The central issue of the litigation was the ordering of ATM transactions from highest to lowest, regardless of the order in which the account holder performed the transaction. This allegedly reduced the account holder’s total account balance more quickly, garnering more overdraft fees for the defendants. At the time the court rendered its order on the omnibus motion to dismiss, the litigation consisted of fifteen separate complaints, each brought against an individual bank. All of the fifteen complaints pending at the time of the court’s order involved breach of GFFD covenant claims. Five complaints were filed in California as putative class actions on behalf of California customers. Eight complaints were filed outside California, putatively on behalf of nationwide classes excluding California. One complaint was filed by a California resident and sought to represent a nationwide class. The final complaint was filed by a Washington resident on behalf of a class of Washington customers. According to the JPML, the consolidated litigation has involved one hundred separate complaints since 2009, with forty-four still involved as of March 5, 2013.

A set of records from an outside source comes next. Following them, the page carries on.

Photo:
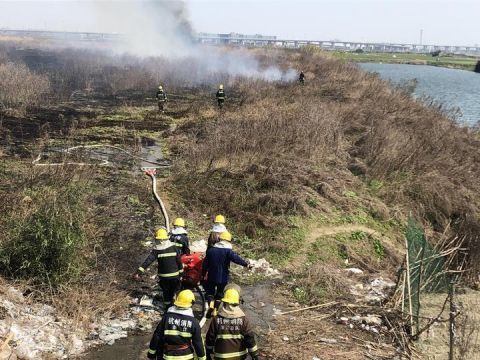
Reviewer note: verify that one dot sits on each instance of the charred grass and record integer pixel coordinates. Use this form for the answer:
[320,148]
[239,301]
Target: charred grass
[290,150]
[343,149]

A federal court allowed most causes to proceed in a putative class action against a bank for allegedly fraudulent overdraft fees. White, et al v. Wachovia Bank, N.A., No. 1:08-cv-1007, order (N.D. Ga., Jul. 2, 2008). The plaintiffs, who alleged that the bank had recorded transactions out of chronological order to maximize overdraft fee liability, claimed violations of state deceptive trade practice laws and several claims related to breach of contract. The court denied the defendant bank’s motion to dismiss as to all but two of the plaintiffs’ claims.

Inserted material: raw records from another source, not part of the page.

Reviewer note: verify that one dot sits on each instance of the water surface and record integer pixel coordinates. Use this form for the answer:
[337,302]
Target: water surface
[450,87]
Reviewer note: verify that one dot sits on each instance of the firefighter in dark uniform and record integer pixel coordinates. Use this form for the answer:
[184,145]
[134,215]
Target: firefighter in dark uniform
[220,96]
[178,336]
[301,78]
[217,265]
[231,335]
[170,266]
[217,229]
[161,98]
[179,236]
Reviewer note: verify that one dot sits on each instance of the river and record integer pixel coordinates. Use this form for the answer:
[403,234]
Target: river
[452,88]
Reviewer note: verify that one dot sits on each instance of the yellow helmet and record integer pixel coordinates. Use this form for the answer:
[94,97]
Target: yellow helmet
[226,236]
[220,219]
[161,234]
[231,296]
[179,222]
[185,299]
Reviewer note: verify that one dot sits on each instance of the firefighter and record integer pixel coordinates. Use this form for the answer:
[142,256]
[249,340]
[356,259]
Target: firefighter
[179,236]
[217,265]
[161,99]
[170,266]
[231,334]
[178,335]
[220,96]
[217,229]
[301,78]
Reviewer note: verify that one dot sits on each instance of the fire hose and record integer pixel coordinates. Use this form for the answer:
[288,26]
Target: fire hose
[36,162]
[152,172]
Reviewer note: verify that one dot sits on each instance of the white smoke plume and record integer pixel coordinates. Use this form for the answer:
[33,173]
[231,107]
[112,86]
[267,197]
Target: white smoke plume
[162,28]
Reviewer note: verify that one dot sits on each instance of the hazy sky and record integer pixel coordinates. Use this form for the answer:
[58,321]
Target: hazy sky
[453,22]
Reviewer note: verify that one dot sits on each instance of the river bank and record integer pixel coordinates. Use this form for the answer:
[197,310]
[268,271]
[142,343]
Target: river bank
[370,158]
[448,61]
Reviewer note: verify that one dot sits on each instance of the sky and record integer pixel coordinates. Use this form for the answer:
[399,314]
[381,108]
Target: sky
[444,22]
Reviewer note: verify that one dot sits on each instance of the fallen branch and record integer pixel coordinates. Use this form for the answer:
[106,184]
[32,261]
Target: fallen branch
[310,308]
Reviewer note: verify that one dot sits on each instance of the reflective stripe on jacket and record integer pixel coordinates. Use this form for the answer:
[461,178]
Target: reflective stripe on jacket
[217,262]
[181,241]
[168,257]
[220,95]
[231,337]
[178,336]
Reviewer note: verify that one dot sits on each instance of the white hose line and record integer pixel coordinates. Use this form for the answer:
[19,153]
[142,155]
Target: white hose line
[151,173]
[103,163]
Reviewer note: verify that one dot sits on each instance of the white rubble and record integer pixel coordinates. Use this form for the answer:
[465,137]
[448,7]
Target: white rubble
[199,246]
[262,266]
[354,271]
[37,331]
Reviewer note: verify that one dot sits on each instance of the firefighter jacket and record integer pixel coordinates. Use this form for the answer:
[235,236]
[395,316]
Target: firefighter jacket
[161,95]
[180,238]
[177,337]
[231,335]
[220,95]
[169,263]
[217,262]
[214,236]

The two lead plaintiffs opened a joint checking account with Wachovia Bank in 2007. They signed a Deposit Agreement that stated that the bank could pay checks and other items in any order it chose, even if it resulted in an overdraft. It also stated that the bank could impose overdraft charges if payment of any single item exceeded the balance in the account. The plaintiffs alleged in their lawsuit that Wachovia ordered its posting of transactions in a way that would cause their account to incur overdraft fees, even when they had sufficient funds to pay the items. They also alleged that the bank imposed overdraft fees when no overdraft had occurred.

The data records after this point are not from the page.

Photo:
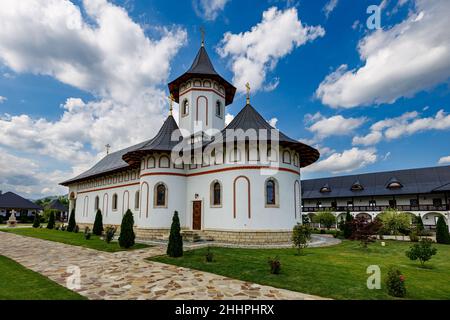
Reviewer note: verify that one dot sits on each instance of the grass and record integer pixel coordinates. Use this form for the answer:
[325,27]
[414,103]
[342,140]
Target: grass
[337,272]
[20,283]
[75,239]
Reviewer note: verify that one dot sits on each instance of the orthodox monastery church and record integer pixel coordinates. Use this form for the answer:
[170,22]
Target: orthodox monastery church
[235,183]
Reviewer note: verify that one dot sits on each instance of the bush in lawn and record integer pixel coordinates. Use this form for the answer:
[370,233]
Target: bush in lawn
[37,220]
[325,218]
[127,236]
[209,256]
[51,221]
[442,235]
[87,233]
[175,246]
[395,282]
[364,231]
[110,231]
[98,224]
[422,251]
[301,234]
[347,226]
[275,265]
[72,222]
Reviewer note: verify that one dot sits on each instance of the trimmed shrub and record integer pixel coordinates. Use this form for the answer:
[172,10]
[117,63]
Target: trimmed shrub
[175,246]
[127,236]
[209,256]
[109,233]
[72,223]
[51,221]
[422,251]
[442,234]
[395,282]
[37,220]
[275,265]
[301,235]
[98,224]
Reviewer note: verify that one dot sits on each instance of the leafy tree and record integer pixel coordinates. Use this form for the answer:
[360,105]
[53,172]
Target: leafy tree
[394,222]
[175,246]
[51,221]
[364,230]
[300,236]
[37,220]
[72,223]
[325,218]
[422,251]
[127,236]
[442,234]
[98,224]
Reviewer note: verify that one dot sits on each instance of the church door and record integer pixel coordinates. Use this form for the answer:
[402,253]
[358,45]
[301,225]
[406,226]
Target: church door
[197,215]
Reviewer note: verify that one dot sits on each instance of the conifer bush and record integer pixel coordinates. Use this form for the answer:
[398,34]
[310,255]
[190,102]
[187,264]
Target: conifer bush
[72,222]
[51,221]
[127,236]
[442,234]
[37,220]
[98,224]
[175,246]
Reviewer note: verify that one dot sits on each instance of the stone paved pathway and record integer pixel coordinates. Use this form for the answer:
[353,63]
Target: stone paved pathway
[126,275]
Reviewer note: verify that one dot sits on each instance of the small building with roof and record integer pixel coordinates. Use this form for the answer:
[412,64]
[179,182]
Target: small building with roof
[422,191]
[9,202]
[235,183]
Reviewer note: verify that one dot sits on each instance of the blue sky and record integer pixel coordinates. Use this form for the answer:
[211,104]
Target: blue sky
[77,75]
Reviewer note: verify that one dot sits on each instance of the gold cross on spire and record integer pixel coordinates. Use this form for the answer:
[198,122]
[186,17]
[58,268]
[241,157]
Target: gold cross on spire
[171,100]
[247,85]
[202,32]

The lawsuit, originally filed in a Georgia state court in February 2008, asserted violations of the Georgia Fair Business Practices Act (FBPA), O.C.G.A. §§ 10-1-390 et seq., and breach of the duty of good faith. The plaintiffs also claimed that the clause of the Agreement related to the ordering of transaction was unconscionable, that the bank had engaged in trover and conversion, and that it had been unjustly enriched. The defendant removed the case to federal court under the Class Action Fairness Act of 2005, 28 U.S.C. § 1332(d)(2), which allows defendants to remove certain class actions to federal court. It then moved to dismiss all claims under Federal Rule of Civil Procedure 12(b)(6), which allows a court to dismiss a lawsuit that “fail[s] to state a claim upon which relief can be granted.” To defeat such a motion, a plaintiff must show a plausible factual basis for their claims.